Dombrowski’s typical MO was to aggressively spend on free agents front (see David Price or Nathan Eovaldi), or trade high end prospects for pitchers still in their prime and then re-signing them to bad extensions (see Chris Sale). These acquisitions now all look problematic, given the players’ recurrent injury history and the fact that all are now at an age where performance is more likely than not to deteriorate. At the same time, under Dombrowski, Boston’s farm system went from the upper echelons of MLB to near the bottom. This at a time when Toronto’s farm system raced up the MLB rankings.
By contrast, a figure like Brian Cashman has adapted superbly to the new ways, which is why he’ll likely remain the Yankees’ GM for a long time to come. In fact, he’s likely a future Hall of Famer, which is not the case for Dombrowski. The latter doesn’t fit the mold for where the Sox know they need to go.
Give John Henry credit, he’s decisive that way (perhaps too decisive at times, as Cherington seemed to be given the hook prematurely as the team aggressively pursued Dombrowski in the first place). Dombrowski’s future with the Red Sox WAS LIKELY DOOMED when they didn’t extend him last offseason. Unfortunately, too much damage was done in the interim. Dombrowski unloaded all Boston’s prospects and saddled them with Sale and Eovaldi before being terminated.
Boston’s problem today is that they are expected to do a quick turnaround as New York has done, but they don’t have the prospects to back it up as the Bronx Bombers did. The Yankees went into their rebuild in a unique position of holding 2 players who were extremely valuable to contenders so they got back what they wanted to augment an already stacked farm system. Those young stars now represent the core of a young team likely to be formidable World Series contenders for many years. And it’s not just a balance sheet phenomenon. That’s not how the Yankees operate these days (especially when one considers how well the team has played given the number of injuries sustained by their key players).
By contrast, the Red Sox today neither have the trade pieces, nor the system.

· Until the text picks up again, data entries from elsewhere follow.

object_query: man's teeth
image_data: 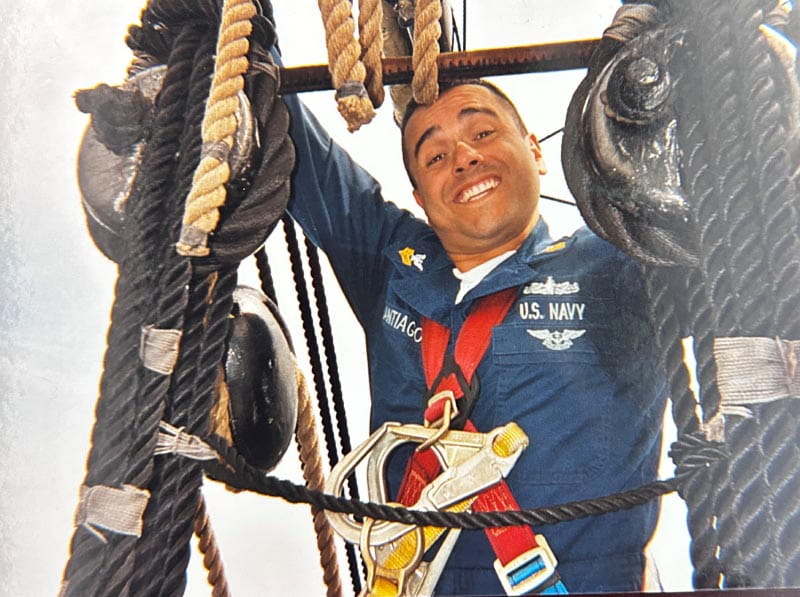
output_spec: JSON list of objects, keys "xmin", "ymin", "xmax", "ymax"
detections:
[{"xmin": 459, "ymin": 179, "xmax": 498, "ymax": 203}]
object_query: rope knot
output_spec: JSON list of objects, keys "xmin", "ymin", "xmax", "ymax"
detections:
[
  {"xmin": 155, "ymin": 421, "xmax": 219, "ymax": 460},
  {"xmin": 668, "ymin": 431, "xmax": 728, "ymax": 498},
  {"xmin": 602, "ymin": 3, "xmax": 661, "ymax": 44},
  {"xmin": 75, "ymin": 83, "xmax": 153, "ymax": 155},
  {"xmin": 335, "ymin": 85, "xmax": 377, "ymax": 132}
]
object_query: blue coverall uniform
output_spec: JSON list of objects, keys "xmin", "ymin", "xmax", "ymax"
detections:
[{"xmin": 283, "ymin": 96, "xmax": 667, "ymax": 595}]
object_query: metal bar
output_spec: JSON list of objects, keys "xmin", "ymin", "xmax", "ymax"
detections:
[{"xmin": 278, "ymin": 38, "xmax": 600, "ymax": 94}]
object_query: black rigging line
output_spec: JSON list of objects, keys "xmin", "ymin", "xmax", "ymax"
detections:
[
  {"xmin": 537, "ymin": 128, "xmax": 574, "ymax": 206},
  {"xmin": 451, "ymin": 7, "xmax": 463, "ymax": 51},
  {"xmin": 539, "ymin": 126, "xmax": 564, "ymax": 144},
  {"xmin": 541, "ymin": 193, "xmax": 576, "ymax": 207},
  {"xmin": 462, "ymin": 0, "xmax": 467, "ymax": 50}
]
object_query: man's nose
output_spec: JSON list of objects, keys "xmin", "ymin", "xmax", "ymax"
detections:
[{"xmin": 453, "ymin": 141, "xmax": 482, "ymax": 174}]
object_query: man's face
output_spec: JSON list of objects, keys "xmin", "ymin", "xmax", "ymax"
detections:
[{"xmin": 403, "ymin": 85, "xmax": 547, "ymax": 267}]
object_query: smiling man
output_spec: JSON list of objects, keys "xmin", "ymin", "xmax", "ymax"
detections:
[
  {"xmin": 283, "ymin": 80, "xmax": 667, "ymax": 595},
  {"xmin": 402, "ymin": 84, "xmax": 546, "ymax": 272}
]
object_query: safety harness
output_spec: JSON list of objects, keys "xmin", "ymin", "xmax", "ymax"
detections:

So there is likely an unrealistic expectation for a fast turnaround. And once the Yankees are done, the young talent shifts to, yes, the Toronto Blue Jays, (assuming they can add pitching and Rogers doesn’t go all cheap on us).
This could be the end of the line for the Red Sox. Dave Dombrowski’s dismissal could portend more tough times ahead for the team. One less team for Toronto to worry about in the tough AL East. Blue Jays fans should rejoice.